While adoption of electric vehicles is increasing in markets like Europe and China, consumers will need to dramatically accelerate their shift away from petrol and diesel cars for the global passenger fleet to reach zero tailpipe emissions by 2050.
Yet solving the climate crisis may not be as simple as switching from one drivetrain to another. Mobility habits will also likely have to be reshaped in order to fully decarbonize the road transport sector, and this could entail some people giving up vehicle ownership altogether.
To reach a world in which there are no internal combustion engine vehicles left on the road by mid-century, BloombergNEF estimates annual EV sales must hit a peak of more than 138 million units in 2040, up from just 6.6 million in 2021. That’s according to the Net Zero Scenario in BNEF’s new Electric Vehicle Outlook, assuming vehicle usage patterns and retirement rates remain roughly consistent over the coming decades.
Building supply chains and infrastructure capable of supporting such as high level of EV sales is a daunting task. Battery material sourcing, battery making facilities, EV manufacturing capacity and charging infrastructure deployment will all require significant expansion. But such investments may not end up being economically viable if global sales end up dipping below 100 million vehicles per year again, as modeled in the Net Zero Scenario.
One potential solution to this dilemma is to curb demand for passenger cars. This can be achieved in a variety of ways, including greater levels of urbanization, increasing the cost of car ownership, and encouraging a shift to other modes of transportations such as public transit or bicycles.
The benefits of lowering passenger vehicle demand
Under BNEF’s base-case Economic Transition Scenario — in which EV adoption is driven by techno-economic trends and market forces rather than new policies — the global passenger fleet reaches around 1.4 billion vehicles in 2050. This includes both internal combustion engines and zero-emission cars.
However, if demand for passenger vehicles were to decline such that the fleet only reaches 1.2 billion cars in 2050, this would avoid 2.5 gigatons of CO2 from being emitted. It would also eliminate the need for $85 billion of battery and EV manufacturing capacity, and forgo the consumption of 343 terawatt-hours of electricity — more than the total power generation of the UK in 2020.

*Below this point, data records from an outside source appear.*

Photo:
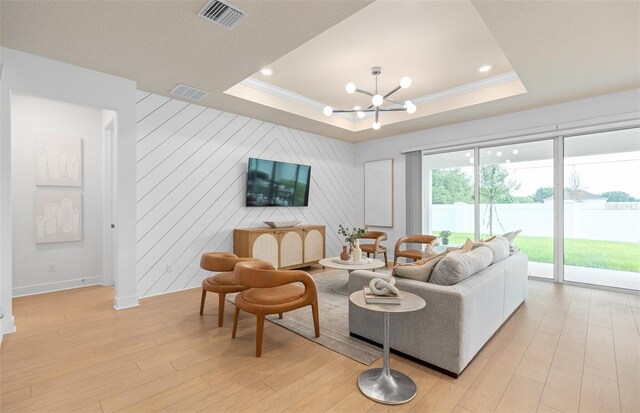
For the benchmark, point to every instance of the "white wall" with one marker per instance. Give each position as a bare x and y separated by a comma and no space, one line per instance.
192,164
77,263
32,75
581,112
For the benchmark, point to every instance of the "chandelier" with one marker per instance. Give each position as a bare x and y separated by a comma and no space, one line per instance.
376,100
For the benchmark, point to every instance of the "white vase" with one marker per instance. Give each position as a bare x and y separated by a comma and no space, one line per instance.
67,223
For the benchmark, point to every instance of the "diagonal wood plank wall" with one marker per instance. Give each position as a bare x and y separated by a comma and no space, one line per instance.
191,184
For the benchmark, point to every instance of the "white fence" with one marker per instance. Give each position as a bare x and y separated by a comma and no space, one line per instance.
613,221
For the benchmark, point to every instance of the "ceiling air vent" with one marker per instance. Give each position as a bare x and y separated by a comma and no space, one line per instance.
221,13
188,92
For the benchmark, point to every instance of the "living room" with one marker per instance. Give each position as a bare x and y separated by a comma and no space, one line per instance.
531,125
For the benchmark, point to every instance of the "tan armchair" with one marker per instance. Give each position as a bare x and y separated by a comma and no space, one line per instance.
411,239
222,283
375,248
273,291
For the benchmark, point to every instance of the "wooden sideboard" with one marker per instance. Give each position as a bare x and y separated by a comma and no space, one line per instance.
285,248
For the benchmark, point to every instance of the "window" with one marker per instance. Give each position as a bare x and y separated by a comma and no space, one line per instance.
602,209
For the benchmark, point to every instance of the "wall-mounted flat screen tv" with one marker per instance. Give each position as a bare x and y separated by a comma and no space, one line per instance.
272,183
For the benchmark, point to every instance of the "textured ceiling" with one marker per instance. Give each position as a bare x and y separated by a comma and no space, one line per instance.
560,50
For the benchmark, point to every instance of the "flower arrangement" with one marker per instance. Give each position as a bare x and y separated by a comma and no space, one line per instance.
444,235
351,235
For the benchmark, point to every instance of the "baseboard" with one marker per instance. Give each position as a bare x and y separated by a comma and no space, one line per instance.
408,357
56,286
7,326
120,303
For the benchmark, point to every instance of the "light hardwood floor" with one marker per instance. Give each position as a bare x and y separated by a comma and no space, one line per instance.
567,349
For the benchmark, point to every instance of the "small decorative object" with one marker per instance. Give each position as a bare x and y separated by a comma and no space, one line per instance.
58,216
344,255
351,236
356,254
282,224
58,160
383,286
444,236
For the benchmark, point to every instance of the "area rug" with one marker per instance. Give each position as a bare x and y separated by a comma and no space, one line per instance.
334,320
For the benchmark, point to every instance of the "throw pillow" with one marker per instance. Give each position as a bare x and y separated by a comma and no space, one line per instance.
499,246
454,268
428,252
419,270
511,236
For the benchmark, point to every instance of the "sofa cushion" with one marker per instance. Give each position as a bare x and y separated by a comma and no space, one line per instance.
454,268
428,252
419,270
499,246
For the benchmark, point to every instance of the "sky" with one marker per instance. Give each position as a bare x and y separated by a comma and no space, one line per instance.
597,173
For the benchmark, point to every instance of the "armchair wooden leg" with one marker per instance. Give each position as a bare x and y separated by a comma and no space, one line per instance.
259,331
220,308
235,322
204,295
316,320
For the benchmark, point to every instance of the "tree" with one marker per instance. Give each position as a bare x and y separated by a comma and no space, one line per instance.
542,193
618,196
451,185
495,189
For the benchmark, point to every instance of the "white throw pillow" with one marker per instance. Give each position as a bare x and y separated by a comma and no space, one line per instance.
420,270
454,268
499,246
428,252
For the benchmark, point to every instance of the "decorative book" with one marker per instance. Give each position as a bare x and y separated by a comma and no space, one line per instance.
371,298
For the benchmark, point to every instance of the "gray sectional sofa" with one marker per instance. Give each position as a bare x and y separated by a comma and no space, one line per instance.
457,320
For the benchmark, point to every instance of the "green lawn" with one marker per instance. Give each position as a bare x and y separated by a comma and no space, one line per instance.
622,256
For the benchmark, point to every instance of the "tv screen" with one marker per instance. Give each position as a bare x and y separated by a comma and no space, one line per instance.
272,183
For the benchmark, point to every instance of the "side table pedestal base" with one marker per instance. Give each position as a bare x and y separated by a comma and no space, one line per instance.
389,387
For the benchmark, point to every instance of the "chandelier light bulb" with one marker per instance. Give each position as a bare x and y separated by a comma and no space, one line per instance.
350,88
405,82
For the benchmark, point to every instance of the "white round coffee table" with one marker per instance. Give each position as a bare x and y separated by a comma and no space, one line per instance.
331,262
383,384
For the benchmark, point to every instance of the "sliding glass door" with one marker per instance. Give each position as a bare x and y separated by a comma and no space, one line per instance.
602,209
448,195
516,194
484,191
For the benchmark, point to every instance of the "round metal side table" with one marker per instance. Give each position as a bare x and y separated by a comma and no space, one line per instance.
383,384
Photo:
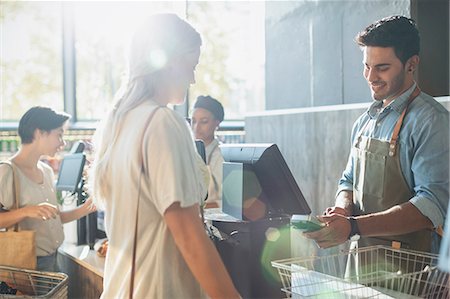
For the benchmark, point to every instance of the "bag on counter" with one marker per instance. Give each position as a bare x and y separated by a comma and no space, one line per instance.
17,247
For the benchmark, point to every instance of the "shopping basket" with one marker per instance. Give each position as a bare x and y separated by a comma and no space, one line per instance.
34,284
375,272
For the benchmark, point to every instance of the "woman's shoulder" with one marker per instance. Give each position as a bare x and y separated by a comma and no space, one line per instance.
169,119
45,167
5,169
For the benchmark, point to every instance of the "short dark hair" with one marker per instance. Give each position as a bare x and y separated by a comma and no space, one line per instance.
398,32
212,105
42,118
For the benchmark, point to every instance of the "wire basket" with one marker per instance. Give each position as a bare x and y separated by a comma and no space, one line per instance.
34,284
369,272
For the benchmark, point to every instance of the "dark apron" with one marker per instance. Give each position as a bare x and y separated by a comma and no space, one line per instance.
379,184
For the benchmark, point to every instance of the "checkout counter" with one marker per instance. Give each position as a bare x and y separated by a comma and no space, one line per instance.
259,197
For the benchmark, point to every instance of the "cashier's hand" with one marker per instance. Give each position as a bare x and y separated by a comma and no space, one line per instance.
334,233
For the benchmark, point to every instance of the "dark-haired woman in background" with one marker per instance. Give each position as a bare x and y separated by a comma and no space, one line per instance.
41,131
207,115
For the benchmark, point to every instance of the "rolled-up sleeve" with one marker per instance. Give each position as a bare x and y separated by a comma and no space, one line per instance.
430,167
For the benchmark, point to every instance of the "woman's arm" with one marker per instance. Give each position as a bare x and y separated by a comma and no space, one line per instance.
86,208
198,251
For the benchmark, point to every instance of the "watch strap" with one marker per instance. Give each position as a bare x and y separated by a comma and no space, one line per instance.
354,229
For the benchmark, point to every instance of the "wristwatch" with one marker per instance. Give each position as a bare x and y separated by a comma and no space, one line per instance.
354,230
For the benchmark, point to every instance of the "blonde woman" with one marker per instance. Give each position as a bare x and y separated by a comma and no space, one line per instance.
174,257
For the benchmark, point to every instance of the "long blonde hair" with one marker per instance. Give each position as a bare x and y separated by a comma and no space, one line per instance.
160,40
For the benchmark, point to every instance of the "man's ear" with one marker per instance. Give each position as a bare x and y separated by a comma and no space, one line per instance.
412,63
38,133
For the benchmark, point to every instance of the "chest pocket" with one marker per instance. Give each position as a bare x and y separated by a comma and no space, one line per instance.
369,172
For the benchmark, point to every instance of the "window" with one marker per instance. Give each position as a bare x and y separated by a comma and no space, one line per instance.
30,55
231,67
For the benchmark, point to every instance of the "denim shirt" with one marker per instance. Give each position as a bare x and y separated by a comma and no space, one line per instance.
424,149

No one-size-fits-all approach to reducing mobility demand
The share of ground passenger travel completed by car varies significantly by market. Light-duty vehicles accounted for over 90% of passenger kilometers traveled on the ground in the US in 2017 and more than 70% in many European countries such as Germany and Italy.
The disparity means some regions have a larger opportunity to shift people away from car use. But at the same time, these countries may face a more difficult challenge in overcoming cultural factors, such as vehicle ownership being perceived as a measure of success. It is also possible that policies are more effective at reducing the number of vehicles held by multi-car households than single-car households.
Some demand-side reduction pathways have more potential than others, and many are likely to be politically contentious. Governments will need to employ both incentives and disincentives to effectively reduce passenger car usage, and money spent on changing the mobility demand curve could be highly effective at reducing emissions.
Industry stakeholders may find it counterintuitive to support policies which aim to reduce the usage of the products they sell. However, over a multi-decade time horizon, altering the mobility demand curve could prevent sharp swings in new vehicle sales as governments pursue zero-emission capable fleets.